Results: Survey findings revealed that 98.46% of respondents did not feel that permanency for children in care is being achieved in a timely manner. More than three quarters (77.86%) of respondents were in favour of implementing a provincial concurrent planning program, while18.32% were unsure and 3.82% were not in favour. Respondents reported the major barriers to delayed permanency in BC included: 1) inadequate staffing/high caseloads; 2) inadequate training; 3) family court delays; 4) lack of quality foster/adoptive homes; and 5) legislative barriers related to Aboriginal/First Nations children in care.

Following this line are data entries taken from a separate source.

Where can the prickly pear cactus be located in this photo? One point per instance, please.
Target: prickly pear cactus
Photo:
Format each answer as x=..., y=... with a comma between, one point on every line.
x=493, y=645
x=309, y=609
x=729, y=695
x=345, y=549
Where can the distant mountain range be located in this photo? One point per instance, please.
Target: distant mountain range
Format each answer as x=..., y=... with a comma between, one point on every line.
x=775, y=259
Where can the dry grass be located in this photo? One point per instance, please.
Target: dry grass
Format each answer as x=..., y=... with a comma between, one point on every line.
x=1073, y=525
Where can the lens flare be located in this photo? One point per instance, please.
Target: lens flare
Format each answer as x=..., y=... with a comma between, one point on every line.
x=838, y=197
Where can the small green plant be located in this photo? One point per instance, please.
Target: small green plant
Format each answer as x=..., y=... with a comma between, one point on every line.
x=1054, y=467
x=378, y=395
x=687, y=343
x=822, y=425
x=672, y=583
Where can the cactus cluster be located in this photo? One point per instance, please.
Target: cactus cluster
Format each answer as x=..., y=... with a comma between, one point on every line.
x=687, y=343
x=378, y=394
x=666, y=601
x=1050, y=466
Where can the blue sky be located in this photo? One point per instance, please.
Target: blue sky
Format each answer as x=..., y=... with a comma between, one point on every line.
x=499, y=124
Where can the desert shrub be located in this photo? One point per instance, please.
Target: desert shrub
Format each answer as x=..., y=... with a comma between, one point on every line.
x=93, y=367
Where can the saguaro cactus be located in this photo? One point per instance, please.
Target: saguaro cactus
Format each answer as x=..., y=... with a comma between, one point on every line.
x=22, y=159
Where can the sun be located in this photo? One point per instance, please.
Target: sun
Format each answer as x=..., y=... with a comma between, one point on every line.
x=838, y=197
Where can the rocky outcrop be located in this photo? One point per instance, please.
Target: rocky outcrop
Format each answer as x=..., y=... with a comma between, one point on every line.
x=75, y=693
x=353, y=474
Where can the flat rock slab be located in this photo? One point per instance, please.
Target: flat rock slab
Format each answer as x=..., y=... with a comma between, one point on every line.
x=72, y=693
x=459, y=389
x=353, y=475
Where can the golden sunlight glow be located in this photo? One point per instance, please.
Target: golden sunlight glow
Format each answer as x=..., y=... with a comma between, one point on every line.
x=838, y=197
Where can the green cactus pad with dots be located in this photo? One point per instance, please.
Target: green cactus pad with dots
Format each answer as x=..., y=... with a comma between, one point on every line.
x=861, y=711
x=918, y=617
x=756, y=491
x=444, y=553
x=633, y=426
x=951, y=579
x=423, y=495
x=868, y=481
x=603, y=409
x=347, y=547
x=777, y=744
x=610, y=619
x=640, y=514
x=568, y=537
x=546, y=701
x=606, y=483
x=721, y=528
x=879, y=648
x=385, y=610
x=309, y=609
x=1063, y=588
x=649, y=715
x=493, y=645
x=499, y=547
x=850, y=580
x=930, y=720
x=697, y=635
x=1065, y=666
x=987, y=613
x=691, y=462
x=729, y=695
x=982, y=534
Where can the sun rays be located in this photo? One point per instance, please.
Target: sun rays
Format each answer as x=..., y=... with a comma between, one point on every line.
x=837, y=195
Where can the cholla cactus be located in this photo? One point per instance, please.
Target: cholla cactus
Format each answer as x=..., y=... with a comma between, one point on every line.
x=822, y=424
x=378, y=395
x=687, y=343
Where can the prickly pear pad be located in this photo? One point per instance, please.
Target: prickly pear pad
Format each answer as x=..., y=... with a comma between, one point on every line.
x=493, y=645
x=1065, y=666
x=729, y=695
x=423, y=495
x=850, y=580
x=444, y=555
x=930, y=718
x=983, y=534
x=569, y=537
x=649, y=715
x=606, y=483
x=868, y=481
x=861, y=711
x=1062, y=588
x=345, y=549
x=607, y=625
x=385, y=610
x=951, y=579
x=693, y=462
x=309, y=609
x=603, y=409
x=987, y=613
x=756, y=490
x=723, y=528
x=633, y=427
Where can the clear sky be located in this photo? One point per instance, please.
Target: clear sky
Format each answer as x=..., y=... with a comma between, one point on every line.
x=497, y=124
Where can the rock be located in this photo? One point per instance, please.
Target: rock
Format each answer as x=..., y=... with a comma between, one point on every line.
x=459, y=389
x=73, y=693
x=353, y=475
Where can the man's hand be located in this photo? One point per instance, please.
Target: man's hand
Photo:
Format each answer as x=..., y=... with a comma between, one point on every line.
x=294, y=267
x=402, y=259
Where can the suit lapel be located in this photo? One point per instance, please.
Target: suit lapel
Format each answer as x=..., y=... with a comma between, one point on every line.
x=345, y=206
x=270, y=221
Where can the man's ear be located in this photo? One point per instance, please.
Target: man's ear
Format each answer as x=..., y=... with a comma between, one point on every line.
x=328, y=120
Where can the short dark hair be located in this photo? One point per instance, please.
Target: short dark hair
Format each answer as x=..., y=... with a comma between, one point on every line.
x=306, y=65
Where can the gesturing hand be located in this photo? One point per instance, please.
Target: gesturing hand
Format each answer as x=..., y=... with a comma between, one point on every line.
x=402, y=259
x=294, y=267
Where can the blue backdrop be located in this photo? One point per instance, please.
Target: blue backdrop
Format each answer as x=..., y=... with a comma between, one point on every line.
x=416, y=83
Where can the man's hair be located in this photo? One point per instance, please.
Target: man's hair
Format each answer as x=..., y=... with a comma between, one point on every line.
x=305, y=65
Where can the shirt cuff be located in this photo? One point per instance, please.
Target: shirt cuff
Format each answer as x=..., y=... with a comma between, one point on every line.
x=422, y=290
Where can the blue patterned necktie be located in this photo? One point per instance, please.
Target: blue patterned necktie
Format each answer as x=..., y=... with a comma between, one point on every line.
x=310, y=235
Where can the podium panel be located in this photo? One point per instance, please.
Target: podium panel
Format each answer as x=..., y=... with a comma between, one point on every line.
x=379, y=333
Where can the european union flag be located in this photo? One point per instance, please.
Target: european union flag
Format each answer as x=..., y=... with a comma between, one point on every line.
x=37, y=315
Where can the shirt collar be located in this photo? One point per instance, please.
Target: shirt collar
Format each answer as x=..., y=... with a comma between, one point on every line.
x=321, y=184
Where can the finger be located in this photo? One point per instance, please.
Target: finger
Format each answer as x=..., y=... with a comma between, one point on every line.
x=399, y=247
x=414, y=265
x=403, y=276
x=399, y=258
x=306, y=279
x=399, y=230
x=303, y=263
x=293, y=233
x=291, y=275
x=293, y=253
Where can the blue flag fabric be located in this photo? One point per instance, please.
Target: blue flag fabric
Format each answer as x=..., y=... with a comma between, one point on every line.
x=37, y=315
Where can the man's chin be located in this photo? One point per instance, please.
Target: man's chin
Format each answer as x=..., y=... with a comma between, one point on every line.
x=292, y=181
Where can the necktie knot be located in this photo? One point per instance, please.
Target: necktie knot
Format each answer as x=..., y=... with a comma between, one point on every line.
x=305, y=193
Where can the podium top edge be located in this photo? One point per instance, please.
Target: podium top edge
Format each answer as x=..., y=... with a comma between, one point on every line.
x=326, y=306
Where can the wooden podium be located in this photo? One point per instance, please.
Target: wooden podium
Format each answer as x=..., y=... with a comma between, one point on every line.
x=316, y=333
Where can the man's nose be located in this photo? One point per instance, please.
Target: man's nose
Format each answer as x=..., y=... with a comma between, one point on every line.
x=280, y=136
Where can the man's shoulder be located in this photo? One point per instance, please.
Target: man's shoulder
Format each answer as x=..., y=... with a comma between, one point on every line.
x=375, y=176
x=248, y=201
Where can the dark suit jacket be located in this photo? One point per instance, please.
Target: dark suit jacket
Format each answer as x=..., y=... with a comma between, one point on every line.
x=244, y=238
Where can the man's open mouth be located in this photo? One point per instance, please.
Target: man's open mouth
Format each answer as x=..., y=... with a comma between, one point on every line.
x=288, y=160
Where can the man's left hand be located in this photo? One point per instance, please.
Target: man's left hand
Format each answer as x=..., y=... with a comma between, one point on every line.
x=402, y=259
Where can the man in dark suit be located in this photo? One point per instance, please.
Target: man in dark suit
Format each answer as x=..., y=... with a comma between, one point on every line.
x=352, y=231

Major recommendations for implementing concurrent planning to emerge from opinion leader interviews and survey respondents included: 1) dual licensing of foster and adoptive homes; 2) increased staffing to accommodate dual-worker model; 3) comprehensive provincial administrative database; 4) one-to-one coaching of concurrent planning social workers; and 5) legislative changes in regard to timelines.
Implications: To implement concurrent planning in BC, study findings suggest changes to assessment, training, and policy. Notably, two assessments should be completed prior to placing a child in a potentially permanent home—a determination of a child’s eligibility for concurrent planning and a matching assessment to find suitable permanent caregivers. Training should be developed and delivered to caregivers, social workers, supervisors, and support staff; for successful implementation, one-on-one coaching should also be offered to staff. Finally, province-wide policy is necessary to create standardized practice and clear objectives.